The background for the referral to the European Court of Justice for a preliminary ruling was ultimately the question of whether the plaintiff must succeed in proving that only the subscriber owner could have committed the copyright infringement. According to the previous case-law of the German Federal Court of Justice, the copyright holder was able to evade liability by virtue of the fact that other persons also had access to the Internet connection.

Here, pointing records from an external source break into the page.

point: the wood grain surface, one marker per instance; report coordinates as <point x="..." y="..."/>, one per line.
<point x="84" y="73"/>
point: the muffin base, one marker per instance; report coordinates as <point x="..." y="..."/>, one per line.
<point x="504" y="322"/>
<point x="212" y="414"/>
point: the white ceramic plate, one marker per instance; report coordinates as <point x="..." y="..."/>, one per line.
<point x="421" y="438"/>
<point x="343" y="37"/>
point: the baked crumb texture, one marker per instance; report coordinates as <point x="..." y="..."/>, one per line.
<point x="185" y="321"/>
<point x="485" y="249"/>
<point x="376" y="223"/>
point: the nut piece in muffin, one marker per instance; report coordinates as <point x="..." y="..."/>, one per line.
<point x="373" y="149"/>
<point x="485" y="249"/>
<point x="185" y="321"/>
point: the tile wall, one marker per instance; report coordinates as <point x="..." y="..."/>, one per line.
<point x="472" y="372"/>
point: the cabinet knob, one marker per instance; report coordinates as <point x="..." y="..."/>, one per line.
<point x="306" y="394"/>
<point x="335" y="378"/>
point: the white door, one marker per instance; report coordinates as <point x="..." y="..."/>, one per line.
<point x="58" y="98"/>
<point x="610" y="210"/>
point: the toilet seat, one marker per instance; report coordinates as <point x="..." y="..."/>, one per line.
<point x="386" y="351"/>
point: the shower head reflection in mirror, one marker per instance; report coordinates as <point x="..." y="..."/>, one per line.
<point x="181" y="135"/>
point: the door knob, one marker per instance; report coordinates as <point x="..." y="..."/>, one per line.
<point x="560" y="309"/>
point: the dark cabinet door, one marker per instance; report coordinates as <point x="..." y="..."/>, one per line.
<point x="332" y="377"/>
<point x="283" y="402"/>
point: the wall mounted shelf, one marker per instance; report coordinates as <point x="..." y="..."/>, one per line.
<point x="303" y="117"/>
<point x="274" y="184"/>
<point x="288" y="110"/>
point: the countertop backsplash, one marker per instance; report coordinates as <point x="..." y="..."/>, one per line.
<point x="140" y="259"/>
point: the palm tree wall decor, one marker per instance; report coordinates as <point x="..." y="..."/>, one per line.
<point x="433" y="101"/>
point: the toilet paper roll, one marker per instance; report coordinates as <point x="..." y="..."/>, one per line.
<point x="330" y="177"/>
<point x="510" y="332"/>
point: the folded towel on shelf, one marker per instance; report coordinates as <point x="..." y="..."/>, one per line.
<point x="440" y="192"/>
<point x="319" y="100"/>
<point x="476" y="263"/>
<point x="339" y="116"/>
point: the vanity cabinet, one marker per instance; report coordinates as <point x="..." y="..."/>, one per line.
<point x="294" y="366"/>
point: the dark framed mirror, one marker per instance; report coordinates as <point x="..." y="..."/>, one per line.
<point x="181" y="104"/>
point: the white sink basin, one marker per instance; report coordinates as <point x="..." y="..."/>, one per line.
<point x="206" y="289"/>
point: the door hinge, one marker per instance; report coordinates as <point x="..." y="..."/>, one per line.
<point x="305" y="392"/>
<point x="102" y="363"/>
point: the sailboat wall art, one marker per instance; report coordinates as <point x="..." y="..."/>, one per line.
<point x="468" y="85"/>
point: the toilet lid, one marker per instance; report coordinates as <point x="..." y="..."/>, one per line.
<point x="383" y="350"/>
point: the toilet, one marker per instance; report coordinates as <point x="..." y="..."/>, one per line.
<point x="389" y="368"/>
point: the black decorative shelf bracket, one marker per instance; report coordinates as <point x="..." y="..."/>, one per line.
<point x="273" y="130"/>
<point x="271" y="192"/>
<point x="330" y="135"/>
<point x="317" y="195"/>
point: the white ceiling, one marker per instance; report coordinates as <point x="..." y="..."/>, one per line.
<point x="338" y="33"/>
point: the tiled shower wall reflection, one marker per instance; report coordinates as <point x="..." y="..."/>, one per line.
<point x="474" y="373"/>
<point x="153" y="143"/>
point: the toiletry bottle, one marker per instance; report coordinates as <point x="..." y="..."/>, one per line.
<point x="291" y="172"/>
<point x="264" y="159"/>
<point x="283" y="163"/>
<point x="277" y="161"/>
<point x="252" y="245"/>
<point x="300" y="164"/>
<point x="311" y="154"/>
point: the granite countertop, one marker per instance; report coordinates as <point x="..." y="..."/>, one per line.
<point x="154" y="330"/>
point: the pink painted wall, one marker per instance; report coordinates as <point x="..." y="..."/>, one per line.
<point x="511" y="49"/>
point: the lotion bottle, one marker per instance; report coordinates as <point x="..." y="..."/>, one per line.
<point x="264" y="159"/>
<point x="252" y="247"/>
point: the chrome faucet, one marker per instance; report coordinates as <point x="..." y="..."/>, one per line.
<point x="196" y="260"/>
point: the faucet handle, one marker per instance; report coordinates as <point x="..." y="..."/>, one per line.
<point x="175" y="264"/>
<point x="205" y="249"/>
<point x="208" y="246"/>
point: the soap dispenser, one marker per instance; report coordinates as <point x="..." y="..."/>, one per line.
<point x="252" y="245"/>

As long as he could prove this, in the case of family members for the protection of family life in accordance with Article 7 of the Charter of Fundamental Rights of the European Union and Article 6 of the Basic Law he did not even have to provide more precise information on the time and type of use of the Internet connection.
Since the relevant provisions in German copyright law derive from European directives (Directive 2001/29 and Directive 2004/48), the Regional Court therefore felt compelled to have the matter clarified by the European Court of Justice.
Balancing European fundamental rights
The European Court of Justice decided that, on the basis of the two Directives and their recitals, the previous handling of German courts did not stand up to a legal examination: According to the interpretation of the European Court of Justice, the question to be answered is how the European fundamental rights to an effective remedy as well as intellectual property on the one hand and the fundamental right to respect for private and family life on the other hand can be reconciled.
This protection of private and family life cannot, in any event, go so far as to prevent the court dealing with the matter and thus also the holder of the copyrights themselves from demanding the necessary evidence in order to identify the perpetrator who actually committed the copyright infringement. The fundamental rights of the plaintiff were thereby impaired in a qualified manner; the national regulation therefore did not satisfy an appropriate balance of the said fundamental rights, according to the ECJ.
Judgment follows previous case law
With this decision, the European Court of Justice continues its policy of granting holders of exclusive rights such as trademarks or copyrights comprehensive opportunities to prove an alleged infringement in court. Already in July 2015, it was ruled in the Coty Germany v. Stadtsparkasse Magdeburg case that even a national legal provision which allows a banking institution to refuse unlimited and unconditional information about the name and address of the account holder on the grounds of banking secrecy would be unconstitutional. This, too, constituted a qualified impairment of the right to an effective remedy and of intellectual property rights.
In this respect, the current decision is not surprising. The evasive manoeuvre of a defendant on copyright infringement grounds to refer to any other family members who could have downloaded the infringing content in the same way via the Internet connection will thus no longer be successful in the future – at least without providing further information determined by suitable investigations as to when and how the Internet was used by this family member. However, it remains to be seen what the reaction will be at national level. Nevertheless, the Munich Regional Court will have to take the decision of the European Court of Justice into account in its ruling.